Directed by Guy Nattiv. Starring Helen Mirren, Liev Schreiber, Rami Heuberger, Camille Cottin, Lior Ashkenazi, Dominic Mafham. [PG-13]

Compliant, inert portrait of the “Iron Lady” of Israel, Golda Meir (Mirren), during one of the most trying episodes of her life and career: intelligence reports warning her that Israel was the precipice of attack by Egypt and Syria, which would kick off the Yom Kippur War of 1973. More of a simplified history lesson than a biopic/character study, with every interaction and meditation centered on the crisis at hand, and no wiggle room for personal detail or intuitive quirks, unless you count the running motif of Meir puffing on a cigarette at nearly every turn.
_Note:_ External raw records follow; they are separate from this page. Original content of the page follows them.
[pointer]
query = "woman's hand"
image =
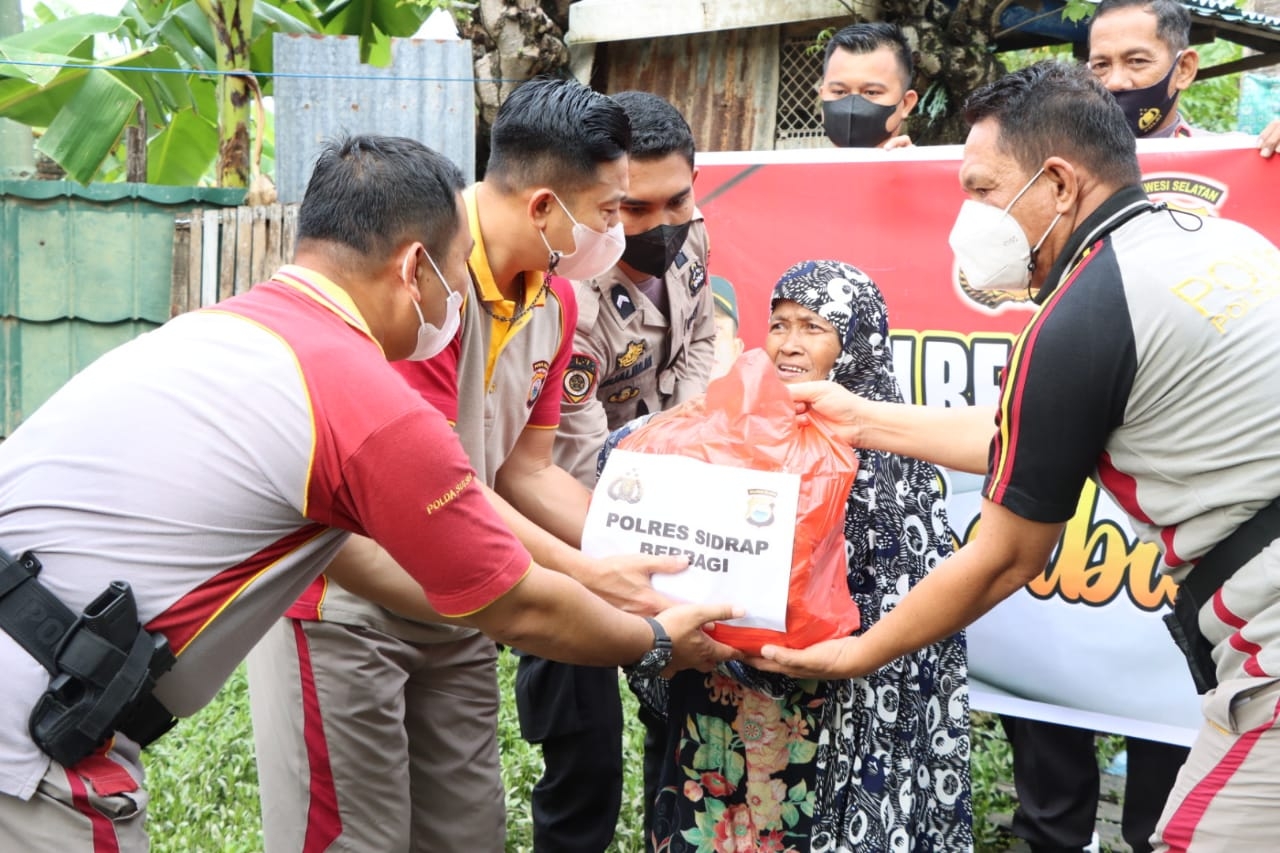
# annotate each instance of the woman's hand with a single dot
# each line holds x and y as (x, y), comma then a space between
(839, 409)
(831, 660)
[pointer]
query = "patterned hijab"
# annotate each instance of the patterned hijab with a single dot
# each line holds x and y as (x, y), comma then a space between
(904, 723)
(894, 498)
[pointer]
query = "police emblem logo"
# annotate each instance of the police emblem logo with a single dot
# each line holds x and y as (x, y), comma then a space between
(696, 277)
(629, 356)
(622, 301)
(759, 507)
(626, 487)
(630, 392)
(580, 378)
(535, 386)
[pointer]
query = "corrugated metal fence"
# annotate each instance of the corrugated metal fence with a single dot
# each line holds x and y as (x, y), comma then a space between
(220, 252)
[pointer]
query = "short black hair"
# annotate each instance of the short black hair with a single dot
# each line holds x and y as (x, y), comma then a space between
(1059, 109)
(657, 127)
(868, 37)
(1173, 21)
(373, 194)
(554, 132)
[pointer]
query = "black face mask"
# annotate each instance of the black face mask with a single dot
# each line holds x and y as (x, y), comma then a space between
(1146, 108)
(853, 122)
(653, 251)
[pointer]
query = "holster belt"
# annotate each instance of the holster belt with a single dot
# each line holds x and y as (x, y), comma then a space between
(1205, 579)
(103, 665)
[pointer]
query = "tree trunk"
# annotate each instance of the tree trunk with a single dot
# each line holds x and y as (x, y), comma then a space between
(512, 41)
(231, 21)
(954, 55)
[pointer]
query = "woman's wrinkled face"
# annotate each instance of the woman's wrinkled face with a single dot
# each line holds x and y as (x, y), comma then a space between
(801, 345)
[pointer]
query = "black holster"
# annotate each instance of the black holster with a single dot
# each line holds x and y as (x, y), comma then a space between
(1205, 579)
(101, 662)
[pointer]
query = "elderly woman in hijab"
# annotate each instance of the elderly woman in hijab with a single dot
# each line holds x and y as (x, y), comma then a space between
(757, 761)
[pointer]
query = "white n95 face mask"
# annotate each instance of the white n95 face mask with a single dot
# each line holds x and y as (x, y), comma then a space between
(991, 247)
(594, 251)
(430, 338)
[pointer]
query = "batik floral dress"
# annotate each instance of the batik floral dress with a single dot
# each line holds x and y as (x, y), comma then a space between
(745, 767)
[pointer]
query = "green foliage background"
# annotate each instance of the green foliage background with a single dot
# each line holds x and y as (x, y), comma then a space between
(204, 783)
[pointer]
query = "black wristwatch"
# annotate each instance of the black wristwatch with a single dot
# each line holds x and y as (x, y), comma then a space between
(657, 658)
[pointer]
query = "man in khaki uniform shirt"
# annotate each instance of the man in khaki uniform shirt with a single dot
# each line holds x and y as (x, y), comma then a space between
(644, 342)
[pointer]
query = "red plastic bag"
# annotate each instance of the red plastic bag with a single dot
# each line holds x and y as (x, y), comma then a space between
(750, 422)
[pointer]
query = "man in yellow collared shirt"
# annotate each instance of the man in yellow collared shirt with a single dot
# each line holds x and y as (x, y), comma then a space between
(419, 748)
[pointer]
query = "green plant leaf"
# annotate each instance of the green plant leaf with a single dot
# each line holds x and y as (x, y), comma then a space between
(64, 35)
(85, 131)
(39, 105)
(182, 153)
(375, 22)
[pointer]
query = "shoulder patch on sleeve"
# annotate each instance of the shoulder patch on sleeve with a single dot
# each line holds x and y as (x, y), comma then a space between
(580, 378)
(696, 278)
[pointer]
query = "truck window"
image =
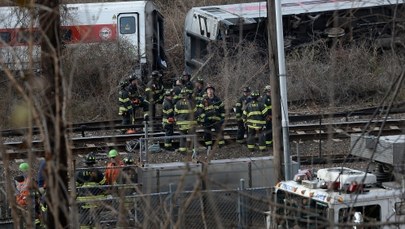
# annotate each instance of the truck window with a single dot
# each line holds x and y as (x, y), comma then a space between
(127, 25)
(5, 37)
(370, 213)
(23, 36)
(198, 48)
(300, 212)
(66, 34)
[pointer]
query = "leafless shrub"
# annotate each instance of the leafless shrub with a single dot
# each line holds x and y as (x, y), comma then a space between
(94, 72)
(343, 75)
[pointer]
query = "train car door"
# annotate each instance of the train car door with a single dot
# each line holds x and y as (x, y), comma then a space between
(128, 28)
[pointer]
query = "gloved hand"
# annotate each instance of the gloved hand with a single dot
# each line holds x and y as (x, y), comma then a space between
(170, 120)
(135, 101)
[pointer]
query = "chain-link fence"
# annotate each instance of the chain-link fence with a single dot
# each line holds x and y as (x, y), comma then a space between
(124, 208)
(243, 208)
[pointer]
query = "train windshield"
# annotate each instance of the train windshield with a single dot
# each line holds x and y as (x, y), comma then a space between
(295, 211)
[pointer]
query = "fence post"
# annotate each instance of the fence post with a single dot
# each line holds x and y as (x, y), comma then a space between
(241, 205)
(171, 205)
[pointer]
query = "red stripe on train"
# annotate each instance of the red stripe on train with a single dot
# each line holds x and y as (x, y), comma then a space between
(70, 34)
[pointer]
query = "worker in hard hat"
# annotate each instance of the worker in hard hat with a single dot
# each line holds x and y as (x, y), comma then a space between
(113, 167)
(27, 195)
(89, 181)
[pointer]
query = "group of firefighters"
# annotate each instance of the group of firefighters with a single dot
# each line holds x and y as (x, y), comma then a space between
(92, 184)
(191, 103)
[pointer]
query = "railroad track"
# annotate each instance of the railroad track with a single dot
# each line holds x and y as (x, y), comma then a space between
(298, 132)
(86, 127)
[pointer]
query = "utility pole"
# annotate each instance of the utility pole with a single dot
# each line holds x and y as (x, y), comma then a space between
(275, 91)
(53, 104)
(278, 80)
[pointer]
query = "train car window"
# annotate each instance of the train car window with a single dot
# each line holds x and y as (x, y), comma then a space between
(5, 37)
(24, 36)
(66, 35)
(369, 213)
(127, 25)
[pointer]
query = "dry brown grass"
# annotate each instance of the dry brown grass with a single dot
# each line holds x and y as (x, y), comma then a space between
(340, 76)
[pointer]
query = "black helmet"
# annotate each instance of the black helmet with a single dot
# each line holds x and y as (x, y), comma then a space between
(128, 160)
(200, 80)
(156, 74)
(133, 76)
(123, 83)
(90, 159)
(210, 86)
(186, 73)
(185, 91)
(169, 92)
(255, 95)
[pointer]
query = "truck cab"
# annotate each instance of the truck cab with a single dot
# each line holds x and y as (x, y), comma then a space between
(337, 197)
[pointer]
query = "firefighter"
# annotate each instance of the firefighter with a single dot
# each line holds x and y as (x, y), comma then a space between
(239, 107)
(88, 182)
(27, 195)
(155, 91)
(199, 91)
(168, 118)
(177, 90)
(131, 99)
(254, 117)
(184, 111)
(113, 167)
(129, 174)
(186, 82)
(211, 115)
(128, 180)
(266, 100)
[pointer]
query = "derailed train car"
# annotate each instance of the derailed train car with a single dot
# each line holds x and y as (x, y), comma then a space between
(138, 23)
(304, 21)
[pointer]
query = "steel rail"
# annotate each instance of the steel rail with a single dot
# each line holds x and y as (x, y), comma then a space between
(299, 132)
(116, 124)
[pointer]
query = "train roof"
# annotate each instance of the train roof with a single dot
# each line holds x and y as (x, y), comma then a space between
(13, 16)
(289, 7)
(316, 190)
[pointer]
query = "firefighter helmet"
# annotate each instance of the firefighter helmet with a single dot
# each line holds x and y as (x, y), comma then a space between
(24, 167)
(186, 73)
(155, 74)
(169, 92)
(246, 89)
(90, 159)
(255, 95)
(113, 153)
(123, 83)
(200, 80)
(185, 91)
(210, 86)
(134, 76)
(128, 160)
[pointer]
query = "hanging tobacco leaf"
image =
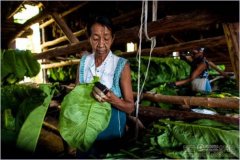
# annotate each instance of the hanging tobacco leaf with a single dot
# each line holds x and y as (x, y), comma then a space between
(82, 118)
(30, 130)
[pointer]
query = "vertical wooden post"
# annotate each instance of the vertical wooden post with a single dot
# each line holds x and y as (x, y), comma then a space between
(231, 31)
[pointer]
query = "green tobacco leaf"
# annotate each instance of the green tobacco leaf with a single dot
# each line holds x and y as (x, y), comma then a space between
(196, 134)
(30, 131)
(82, 118)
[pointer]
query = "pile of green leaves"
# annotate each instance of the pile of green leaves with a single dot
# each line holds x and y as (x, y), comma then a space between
(82, 118)
(15, 64)
(23, 110)
(64, 74)
(201, 139)
(161, 70)
(164, 90)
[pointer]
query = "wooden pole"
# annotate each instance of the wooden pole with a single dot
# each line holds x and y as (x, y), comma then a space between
(63, 50)
(45, 24)
(159, 51)
(166, 50)
(229, 103)
(62, 39)
(61, 64)
(231, 31)
(27, 24)
(150, 114)
(66, 30)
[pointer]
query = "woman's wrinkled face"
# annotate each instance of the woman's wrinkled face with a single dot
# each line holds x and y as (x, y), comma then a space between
(101, 39)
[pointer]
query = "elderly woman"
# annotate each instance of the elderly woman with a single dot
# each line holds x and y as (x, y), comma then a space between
(113, 73)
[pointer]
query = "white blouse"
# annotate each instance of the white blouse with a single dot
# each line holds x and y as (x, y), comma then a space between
(105, 71)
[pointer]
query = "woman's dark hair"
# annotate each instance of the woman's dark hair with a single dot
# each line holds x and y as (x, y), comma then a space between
(105, 21)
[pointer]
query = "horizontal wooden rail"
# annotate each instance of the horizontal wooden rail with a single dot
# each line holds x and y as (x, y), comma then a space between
(229, 103)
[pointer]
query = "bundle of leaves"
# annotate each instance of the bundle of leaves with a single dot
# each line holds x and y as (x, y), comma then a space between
(161, 70)
(227, 85)
(201, 139)
(15, 64)
(66, 74)
(82, 118)
(164, 90)
(23, 109)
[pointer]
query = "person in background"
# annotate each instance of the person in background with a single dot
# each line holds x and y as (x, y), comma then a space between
(199, 73)
(114, 75)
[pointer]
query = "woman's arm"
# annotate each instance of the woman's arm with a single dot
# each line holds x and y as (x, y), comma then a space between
(194, 75)
(125, 104)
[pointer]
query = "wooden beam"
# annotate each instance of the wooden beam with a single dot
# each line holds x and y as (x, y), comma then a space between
(118, 20)
(61, 64)
(126, 17)
(151, 114)
(62, 39)
(63, 50)
(229, 103)
(159, 51)
(63, 14)
(27, 24)
(188, 21)
(231, 31)
(166, 50)
(66, 30)
(169, 24)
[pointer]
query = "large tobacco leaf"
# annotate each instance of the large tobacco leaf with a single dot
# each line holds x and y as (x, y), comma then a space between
(31, 128)
(82, 118)
(161, 70)
(23, 108)
(199, 137)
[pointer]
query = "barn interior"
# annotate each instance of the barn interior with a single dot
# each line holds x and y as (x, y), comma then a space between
(177, 26)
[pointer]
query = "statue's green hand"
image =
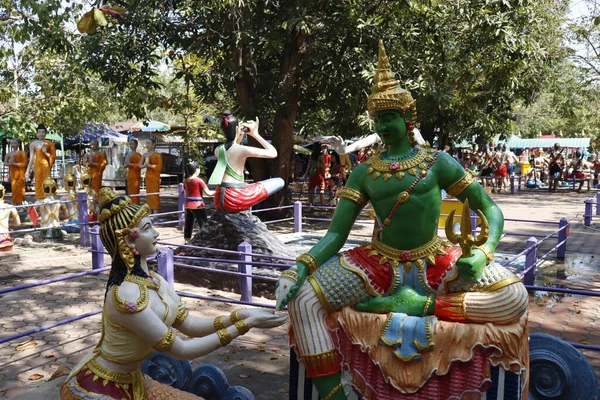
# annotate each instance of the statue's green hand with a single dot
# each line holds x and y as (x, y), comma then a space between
(302, 272)
(471, 267)
(406, 300)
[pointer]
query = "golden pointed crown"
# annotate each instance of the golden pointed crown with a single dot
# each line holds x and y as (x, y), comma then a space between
(387, 93)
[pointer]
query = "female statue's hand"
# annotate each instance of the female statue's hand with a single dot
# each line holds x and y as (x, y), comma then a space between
(264, 318)
(287, 289)
(251, 126)
(337, 144)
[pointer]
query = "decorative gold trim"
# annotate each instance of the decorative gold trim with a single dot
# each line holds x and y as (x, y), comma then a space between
(353, 195)
(130, 307)
(310, 261)
(166, 342)
(460, 185)
(427, 304)
(218, 323)
(432, 248)
(242, 327)
(502, 283)
(489, 256)
(224, 337)
(291, 275)
(234, 317)
(404, 165)
(320, 295)
(336, 389)
(181, 316)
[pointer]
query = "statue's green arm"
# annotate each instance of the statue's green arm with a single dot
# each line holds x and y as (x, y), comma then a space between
(343, 220)
(450, 172)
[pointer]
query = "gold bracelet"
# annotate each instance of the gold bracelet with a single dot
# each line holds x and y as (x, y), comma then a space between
(224, 337)
(486, 251)
(427, 304)
(333, 392)
(218, 323)
(310, 261)
(181, 316)
(166, 342)
(291, 275)
(234, 317)
(242, 327)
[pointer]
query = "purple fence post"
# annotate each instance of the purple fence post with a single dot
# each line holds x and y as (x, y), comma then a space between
(97, 248)
(530, 260)
(245, 282)
(181, 206)
(587, 215)
(297, 217)
(562, 235)
(164, 258)
(83, 220)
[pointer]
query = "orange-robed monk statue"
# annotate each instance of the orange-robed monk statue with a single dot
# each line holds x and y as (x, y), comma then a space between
(42, 154)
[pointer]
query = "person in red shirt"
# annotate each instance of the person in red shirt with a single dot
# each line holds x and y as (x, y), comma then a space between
(195, 208)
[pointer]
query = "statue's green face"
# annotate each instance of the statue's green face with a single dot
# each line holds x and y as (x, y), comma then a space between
(390, 125)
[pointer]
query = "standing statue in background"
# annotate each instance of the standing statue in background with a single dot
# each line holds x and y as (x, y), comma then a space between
(42, 154)
(8, 214)
(232, 193)
(414, 290)
(16, 160)
(96, 162)
(152, 161)
(69, 207)
(142, 313)
(49, 210)
(134, 172)
(92, 203)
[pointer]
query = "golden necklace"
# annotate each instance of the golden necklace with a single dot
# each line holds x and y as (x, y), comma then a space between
(413, 166)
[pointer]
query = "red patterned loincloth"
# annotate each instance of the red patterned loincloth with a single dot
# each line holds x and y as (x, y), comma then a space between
(380, 277)
(239, 199)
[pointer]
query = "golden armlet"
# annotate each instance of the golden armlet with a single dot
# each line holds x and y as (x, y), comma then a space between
(181, 316)
(235, 317)
(309, 260)
(224, 337)
(353, 195)
(166, 342)
(242, 327)
(218, 323)
(427, 304)
(460, 185)
(488, 254)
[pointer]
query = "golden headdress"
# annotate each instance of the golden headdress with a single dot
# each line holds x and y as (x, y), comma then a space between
(118, 216)
(86, 178)
(69, 179)
(49, 186)
(387, 93)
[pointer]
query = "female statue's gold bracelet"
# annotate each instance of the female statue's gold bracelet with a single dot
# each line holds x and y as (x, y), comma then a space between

As always, all that smoke looks great on camera, but it’s overused for effect—a billowing digital swirl of the stuff is even used as a stylistic device to merge with the smoke on the battlefields where her thoughts lie—and viewers deserve more insight into the mind of the prime minister than that. Mirren is hard to physically recognize, so don’t be surprised if the makeup artists earn an Oscar nod, since the Academy tends to eat up that kind of stuff (Liev Schreiber, however, hardly disappears into the unpersuasive skin of Henry Kissinger).